Kurikulum yang dirumuskan Syaikh Muhammad Abduh bisa dipetakan sebagai berikut: pertama, Untuk tingkat sekolah dasar: membaca, menulis, berhitung, dan pelajaran agama dengan materi akidah, fikih, akhlak, serta sejarah Islam; kedua, untuk tingkat menengah: manthiq dan dasar, dasar penalaran, akidah yang dibuktikan dengan akal dan dalil-dalil yang pasti, fikih dan akhlak, dan sejarah Islam; ketiga, untuk tingkat atas: tafsir, hadits, bahasa Arab dengan segala cabangnya, akhlak dengan pembahasan yang rinci, sejarah Islam, retorika dan dasar-dasar berdiskusi, dan ilmu kalam.
Dengan penerapan model kurikulum di atas, tampaklah bahwa Syaikh Muhammad Abduh ingin menghilangkan dualisme pendidikan yang ada pada saat itu. Untuk mengalami kemajuan yang signifikan, Syaikh Muhammad Abduh merasa penting buat sekolah-sekolah umum memberikan pelajaran agama dan al-Azhar diharapkan menerapkan ilmu-ilmu yang datang dari Barat.

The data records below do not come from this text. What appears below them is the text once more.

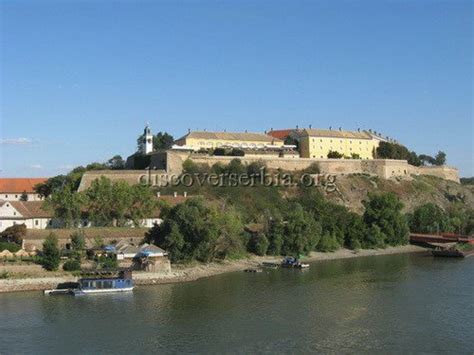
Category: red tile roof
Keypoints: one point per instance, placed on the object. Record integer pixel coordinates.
(19, 185)
(31, 209)
(280, 134)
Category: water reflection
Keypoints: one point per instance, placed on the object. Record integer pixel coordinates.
(372, 304)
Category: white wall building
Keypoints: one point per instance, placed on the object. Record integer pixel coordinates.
(12, 189)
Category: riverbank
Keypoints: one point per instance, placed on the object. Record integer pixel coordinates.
(186, 273)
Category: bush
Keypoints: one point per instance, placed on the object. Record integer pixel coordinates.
(258, 244)
(328, 243)
(11, 247)
(108, 262)
(51, 253)
(72, 265)
(312, 169)
(78, 241)
(335, 155)
(14, 234)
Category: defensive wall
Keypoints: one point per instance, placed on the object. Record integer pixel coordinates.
(171, 162)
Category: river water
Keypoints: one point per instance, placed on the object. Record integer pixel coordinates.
(379, 304)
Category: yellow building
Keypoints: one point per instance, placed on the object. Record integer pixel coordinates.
(196, 140)
(317, 143)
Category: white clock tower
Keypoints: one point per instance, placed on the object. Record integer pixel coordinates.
(147, 146)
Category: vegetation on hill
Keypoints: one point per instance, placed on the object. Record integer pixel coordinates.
(105, 204)
(467, 181)
(387, 150)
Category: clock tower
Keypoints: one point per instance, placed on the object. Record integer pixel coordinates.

Dalam konteks metodologi pengajaran, Syaikh Muhammad Abduh menekankan pemberian pengertian (pemahaman) dalam setiap pelajaran yang diberikan. Ia mengingatkan kepada para pendidik untuk tidak mengajar murid dengan metode hapalan, karena metode hapalan menurutnya hanya akan merusak daya nalar. Abduh menekankan metode diskusi untuk memberikan pengertian yang mendalam kepada murid. Kecuali itu, menurut Syaikh Muhammad Abduh, pendidikan harus diikuti oleh semua orang, baik laki-laki maupun perempuan. Menurutnya perempuan haruslah mendapat hak yang sama dalam bidang pendidikan. Hal ini didasarkan kepada QS al-Baqarah (02): 228 dan QS al-Ahzab 33: 35).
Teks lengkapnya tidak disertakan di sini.